Breakfast meetings. Eleven hour work days. An endless tirade of emails. Work trips. Exercise. Catching up with friends. Skype meetings. Long overdue doctor appointments.

Apparently we (and I include myself in this collective we) have reached a point in which being busy is something to be romanticized. And not just busy, but oh man I’m so incredibly busy. How much we have going on in our lives has become a competition. Because the busier we are, the more in demand and important we are.

The prevalence and accessibility of technology has a lot to answer for; we’re always connected, always aware of our inboxes piling up, of our to-do list doubling in size as the day progresses.
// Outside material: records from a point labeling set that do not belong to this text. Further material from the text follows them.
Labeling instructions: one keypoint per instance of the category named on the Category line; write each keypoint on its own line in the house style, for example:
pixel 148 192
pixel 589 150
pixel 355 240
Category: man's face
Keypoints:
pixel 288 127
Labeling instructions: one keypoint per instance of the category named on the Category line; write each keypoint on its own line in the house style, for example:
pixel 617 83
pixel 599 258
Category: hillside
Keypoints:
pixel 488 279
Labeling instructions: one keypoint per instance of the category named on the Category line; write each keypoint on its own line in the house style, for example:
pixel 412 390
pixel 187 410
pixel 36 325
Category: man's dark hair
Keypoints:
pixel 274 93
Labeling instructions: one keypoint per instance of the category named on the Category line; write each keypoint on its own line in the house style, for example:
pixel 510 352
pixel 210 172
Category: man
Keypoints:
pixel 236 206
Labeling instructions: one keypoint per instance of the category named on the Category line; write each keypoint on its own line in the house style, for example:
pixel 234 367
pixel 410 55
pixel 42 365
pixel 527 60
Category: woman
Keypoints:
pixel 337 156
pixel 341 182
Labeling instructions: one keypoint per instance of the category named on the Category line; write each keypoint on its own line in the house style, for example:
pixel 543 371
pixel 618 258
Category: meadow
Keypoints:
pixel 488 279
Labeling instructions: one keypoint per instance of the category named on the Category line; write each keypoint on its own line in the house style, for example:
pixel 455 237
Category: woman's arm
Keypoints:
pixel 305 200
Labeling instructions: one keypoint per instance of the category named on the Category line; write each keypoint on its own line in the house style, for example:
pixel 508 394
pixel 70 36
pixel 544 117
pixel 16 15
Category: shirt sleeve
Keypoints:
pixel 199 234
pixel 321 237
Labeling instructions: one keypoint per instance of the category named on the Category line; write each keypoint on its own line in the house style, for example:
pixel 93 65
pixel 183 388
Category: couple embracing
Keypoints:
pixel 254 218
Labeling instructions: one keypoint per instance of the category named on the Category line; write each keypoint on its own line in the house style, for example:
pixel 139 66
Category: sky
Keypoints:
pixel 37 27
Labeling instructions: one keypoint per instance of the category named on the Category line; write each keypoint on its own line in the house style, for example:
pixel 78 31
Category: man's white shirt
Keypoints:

Spare moments are no longer down-time; instead they are opportunist moments to catch up on the news, do some washing, or perhaps even just have breakfast.

And it’s not just CEO’s or parents of three; making plans with my friends requires a comprehensive Whatsapp chat with back and forth of possible dates, times and conflicting schedules.

So, we’re all busy. But apparently, we’re not as busy as we say we are. Obsessing about how much we have going on in our lives is more about glorifying our schedule (and our popularity) than assessing our calender at face value.

The fact of the matter is, our sanity relies on downtime. So rather than putting our schedules on a pedestal, we should stop competing for the reining title of The Busiest Of Them All, and instead focus on living in the present moment, making time for ourselves, and switching off the to-do list in our head.